When we use the input function, we want to think about our user interface. The person using our program may be someone else who doesn't know anything about our code, just how we don't know how the programming behind most of the technology we use every day works. We just know how to use it. So we need to make sure we're giving the user enough information so they know what to enter when they see the prompt.
Luckily for us, the input function takes a single input value. Whatever string we put inside these parentheses will show up in the console on the same line right before that blinking cursor. We want to make this prompt message descriptive so the user knows what we're asking for. Maybe they need to choose between a few values or enter a date.
Here, let's imagine we're building a weather app, and we want the user to enter a city so we can load the weather for it. I'll add a descriptive prompt here to make sure the user knows we're looking for a city name.

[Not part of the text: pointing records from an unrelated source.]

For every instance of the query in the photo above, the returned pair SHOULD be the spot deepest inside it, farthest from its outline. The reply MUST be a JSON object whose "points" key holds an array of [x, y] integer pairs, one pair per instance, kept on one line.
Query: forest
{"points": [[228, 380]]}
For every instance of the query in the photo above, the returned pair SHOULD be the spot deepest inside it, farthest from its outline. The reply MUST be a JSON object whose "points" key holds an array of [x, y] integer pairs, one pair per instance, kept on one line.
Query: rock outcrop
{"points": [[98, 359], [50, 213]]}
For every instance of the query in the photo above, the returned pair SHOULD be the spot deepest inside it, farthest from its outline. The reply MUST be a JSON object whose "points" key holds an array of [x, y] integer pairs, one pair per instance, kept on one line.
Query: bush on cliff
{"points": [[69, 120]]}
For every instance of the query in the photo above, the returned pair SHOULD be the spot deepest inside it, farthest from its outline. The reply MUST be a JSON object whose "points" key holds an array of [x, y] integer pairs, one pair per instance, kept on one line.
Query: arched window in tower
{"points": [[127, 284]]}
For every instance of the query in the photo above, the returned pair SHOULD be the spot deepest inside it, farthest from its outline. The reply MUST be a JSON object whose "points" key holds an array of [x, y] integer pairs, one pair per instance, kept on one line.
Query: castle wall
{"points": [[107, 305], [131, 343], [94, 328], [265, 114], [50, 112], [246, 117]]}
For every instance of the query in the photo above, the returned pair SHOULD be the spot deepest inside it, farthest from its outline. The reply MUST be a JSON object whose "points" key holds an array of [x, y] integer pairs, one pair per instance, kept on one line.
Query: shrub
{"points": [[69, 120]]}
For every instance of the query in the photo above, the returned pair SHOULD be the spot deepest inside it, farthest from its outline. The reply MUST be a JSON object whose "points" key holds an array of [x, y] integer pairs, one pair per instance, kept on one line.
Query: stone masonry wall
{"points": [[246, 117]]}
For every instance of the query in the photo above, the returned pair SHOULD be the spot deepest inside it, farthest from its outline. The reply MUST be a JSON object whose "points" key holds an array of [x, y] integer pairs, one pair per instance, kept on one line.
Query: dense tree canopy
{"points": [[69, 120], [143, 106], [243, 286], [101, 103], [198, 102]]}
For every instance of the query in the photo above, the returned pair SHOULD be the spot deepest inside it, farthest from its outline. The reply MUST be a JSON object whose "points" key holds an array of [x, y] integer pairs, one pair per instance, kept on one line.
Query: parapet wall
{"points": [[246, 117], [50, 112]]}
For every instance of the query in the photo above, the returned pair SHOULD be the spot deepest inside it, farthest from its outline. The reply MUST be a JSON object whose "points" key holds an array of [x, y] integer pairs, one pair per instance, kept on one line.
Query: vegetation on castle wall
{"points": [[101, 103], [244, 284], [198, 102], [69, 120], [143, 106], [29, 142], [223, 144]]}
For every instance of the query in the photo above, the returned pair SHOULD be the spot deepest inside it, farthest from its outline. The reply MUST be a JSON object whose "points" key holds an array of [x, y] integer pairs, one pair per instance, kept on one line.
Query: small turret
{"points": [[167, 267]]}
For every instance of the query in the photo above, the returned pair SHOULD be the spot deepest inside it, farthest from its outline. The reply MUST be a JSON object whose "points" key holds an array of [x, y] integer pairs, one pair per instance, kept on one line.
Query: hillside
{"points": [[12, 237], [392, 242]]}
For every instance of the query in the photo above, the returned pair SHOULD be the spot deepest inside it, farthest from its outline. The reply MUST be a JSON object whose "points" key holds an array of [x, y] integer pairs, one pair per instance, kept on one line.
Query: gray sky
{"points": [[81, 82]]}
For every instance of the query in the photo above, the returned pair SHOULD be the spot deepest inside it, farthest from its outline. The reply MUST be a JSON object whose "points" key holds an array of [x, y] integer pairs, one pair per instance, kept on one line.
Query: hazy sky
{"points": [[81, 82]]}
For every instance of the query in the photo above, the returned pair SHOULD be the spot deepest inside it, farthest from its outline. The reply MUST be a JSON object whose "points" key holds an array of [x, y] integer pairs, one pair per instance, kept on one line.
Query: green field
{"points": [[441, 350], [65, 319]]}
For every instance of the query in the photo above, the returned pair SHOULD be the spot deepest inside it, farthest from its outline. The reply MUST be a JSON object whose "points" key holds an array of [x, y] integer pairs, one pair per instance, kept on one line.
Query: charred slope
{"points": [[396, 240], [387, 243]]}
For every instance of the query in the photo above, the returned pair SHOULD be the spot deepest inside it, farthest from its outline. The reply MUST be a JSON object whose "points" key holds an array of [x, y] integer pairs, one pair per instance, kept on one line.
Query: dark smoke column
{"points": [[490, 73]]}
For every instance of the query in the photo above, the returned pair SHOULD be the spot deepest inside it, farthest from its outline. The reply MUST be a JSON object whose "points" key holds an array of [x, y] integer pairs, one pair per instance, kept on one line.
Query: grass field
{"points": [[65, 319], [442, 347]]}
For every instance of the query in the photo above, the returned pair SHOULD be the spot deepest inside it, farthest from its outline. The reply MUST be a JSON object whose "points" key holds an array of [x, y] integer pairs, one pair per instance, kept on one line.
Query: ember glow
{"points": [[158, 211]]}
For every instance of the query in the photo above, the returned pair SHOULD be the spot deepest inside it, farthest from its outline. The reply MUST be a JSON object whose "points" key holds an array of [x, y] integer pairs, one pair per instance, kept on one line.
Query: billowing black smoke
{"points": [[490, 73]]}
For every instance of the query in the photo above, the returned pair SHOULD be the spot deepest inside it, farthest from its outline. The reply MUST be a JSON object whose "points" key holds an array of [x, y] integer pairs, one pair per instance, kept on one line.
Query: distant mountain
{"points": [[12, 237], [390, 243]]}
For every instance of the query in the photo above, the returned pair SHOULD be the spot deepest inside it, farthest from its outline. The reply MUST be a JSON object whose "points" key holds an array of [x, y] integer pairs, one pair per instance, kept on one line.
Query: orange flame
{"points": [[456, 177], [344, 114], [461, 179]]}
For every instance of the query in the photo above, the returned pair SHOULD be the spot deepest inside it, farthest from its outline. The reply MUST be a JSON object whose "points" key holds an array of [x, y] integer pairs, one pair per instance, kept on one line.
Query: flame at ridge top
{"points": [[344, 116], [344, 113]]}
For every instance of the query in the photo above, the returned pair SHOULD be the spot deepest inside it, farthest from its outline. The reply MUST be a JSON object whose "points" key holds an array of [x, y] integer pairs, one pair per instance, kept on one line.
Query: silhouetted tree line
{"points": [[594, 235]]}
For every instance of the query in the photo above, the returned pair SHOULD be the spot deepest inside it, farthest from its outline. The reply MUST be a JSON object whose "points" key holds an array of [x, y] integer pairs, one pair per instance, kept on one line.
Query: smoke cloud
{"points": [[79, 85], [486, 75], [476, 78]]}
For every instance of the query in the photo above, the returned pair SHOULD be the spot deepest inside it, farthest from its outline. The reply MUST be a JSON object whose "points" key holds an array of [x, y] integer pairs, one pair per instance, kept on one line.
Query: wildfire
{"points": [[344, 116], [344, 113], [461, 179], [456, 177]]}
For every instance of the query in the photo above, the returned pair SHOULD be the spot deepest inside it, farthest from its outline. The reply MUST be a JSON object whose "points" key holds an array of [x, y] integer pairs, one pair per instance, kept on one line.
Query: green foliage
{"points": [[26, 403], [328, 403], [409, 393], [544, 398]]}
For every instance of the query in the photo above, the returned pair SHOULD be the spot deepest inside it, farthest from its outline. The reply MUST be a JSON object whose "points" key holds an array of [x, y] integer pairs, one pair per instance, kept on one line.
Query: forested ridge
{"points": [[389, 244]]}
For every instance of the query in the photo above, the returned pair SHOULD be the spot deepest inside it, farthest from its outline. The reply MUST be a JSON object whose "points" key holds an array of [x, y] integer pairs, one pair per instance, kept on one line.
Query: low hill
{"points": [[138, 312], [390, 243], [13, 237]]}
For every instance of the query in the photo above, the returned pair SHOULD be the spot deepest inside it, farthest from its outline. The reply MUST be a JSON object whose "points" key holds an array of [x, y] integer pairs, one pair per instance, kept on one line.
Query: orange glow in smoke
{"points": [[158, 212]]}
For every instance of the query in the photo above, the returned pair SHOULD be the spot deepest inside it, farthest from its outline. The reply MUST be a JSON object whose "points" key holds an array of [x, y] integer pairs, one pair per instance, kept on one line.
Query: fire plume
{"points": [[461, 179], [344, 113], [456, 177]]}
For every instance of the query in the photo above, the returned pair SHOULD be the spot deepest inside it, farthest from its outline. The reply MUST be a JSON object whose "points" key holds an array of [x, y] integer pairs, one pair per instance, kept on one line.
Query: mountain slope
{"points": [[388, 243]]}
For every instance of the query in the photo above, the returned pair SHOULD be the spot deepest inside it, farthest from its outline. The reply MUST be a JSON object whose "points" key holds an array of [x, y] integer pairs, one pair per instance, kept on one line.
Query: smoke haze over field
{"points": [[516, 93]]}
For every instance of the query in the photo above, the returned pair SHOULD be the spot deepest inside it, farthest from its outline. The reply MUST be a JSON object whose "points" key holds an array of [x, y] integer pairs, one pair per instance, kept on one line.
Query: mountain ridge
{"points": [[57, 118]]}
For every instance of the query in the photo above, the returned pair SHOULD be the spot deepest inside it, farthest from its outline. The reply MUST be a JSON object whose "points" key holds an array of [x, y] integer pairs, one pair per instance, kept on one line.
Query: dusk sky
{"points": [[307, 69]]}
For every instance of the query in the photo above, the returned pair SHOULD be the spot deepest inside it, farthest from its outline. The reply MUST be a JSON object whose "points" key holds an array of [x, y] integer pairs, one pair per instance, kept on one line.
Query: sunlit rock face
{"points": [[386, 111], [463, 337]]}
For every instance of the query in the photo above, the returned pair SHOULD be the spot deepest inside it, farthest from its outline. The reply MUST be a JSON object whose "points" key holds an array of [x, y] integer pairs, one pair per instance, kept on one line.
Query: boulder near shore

By convention, we usually add a single space character at the end of any prompt message, so we get a space in the console between the message and the cursor.
At the top of the app, I want to display "Weather for city name." So I'm just going to concatenate that to the front of the input call because we know the input function returns whatever string the user entered at the prompt. What if I also want a section on the page to display "City name 10-day forecast?" If I add another input function call, now two prompts show up in the console, so the user has to enter the city name twice, and there's no guarantee that they enter the same city name both times.
Instead, sounds like we want to store that first city name that the user entered so we can use it later. This calls for a variable. In most cases, this is the first thing you want to do with the output of an input function because we want to save that information that the user gave us. Then I can just access that variable anywhere I want to use the user's input.
You may be thinking, "Hold up, you were talking about tapping a credit card or swiping on my phone, not typing something into this janky prompt in the console." It's not because we're building fake programs; it's because we're working on the back end of an application. Most digital technology has a front end and a back end. The back end is what the application does; it's the main logic in the data processing.
The front end is what the application looks and feels like; it's the visual or tactile elements that the user interacts with. The front end and the back end then communicate. The front end tells the back end what actions the user took; the back end processes that information and then tells the front end what data to display. Then the front end takes that data and decides how to display it to the user.
Both parts are equally important. If I have a game where the controls are super confusing and show up in unexpected places on the screen, then no one's going to play my game, even if it's the coolest game ever. On the other hand, if I have a beautifully designed website with an easy-to-navigate layout, but the search results are garbage and everything's slow to load, no one's going to use my application either.
Some programmers work on both backend and front-end, but many programming teams are divided into backend developers and front-end developers because they're both such critical but different skill sets. Python is primarily a back-end programming language, so when you use the input function, imagine there's a front end that goes with it.
If you want to handle touch gestures on a phone, maybe your input prompt asks the user if they want to swipe right, left, up, or down. Or if it's a text box, then maybe the prompt is just the label for it, like "Search" or "Subject." You can imagine your print output the same way: the back end's just returning the plain data, but the front end would lay it out nicely on the screen.
So if you ever start feeling like, "Hey, this console input-output thing feels kind of blah," remember that most programs don't look fancy either. It's thanks to front end developers that applications look cool and easy to use, and it's thanks to back end developers that they do complex and interesting things.
Let's focus on mastering one thing at a time, though. For us, that means making our programs do cool things, and we'll worry about how they look later.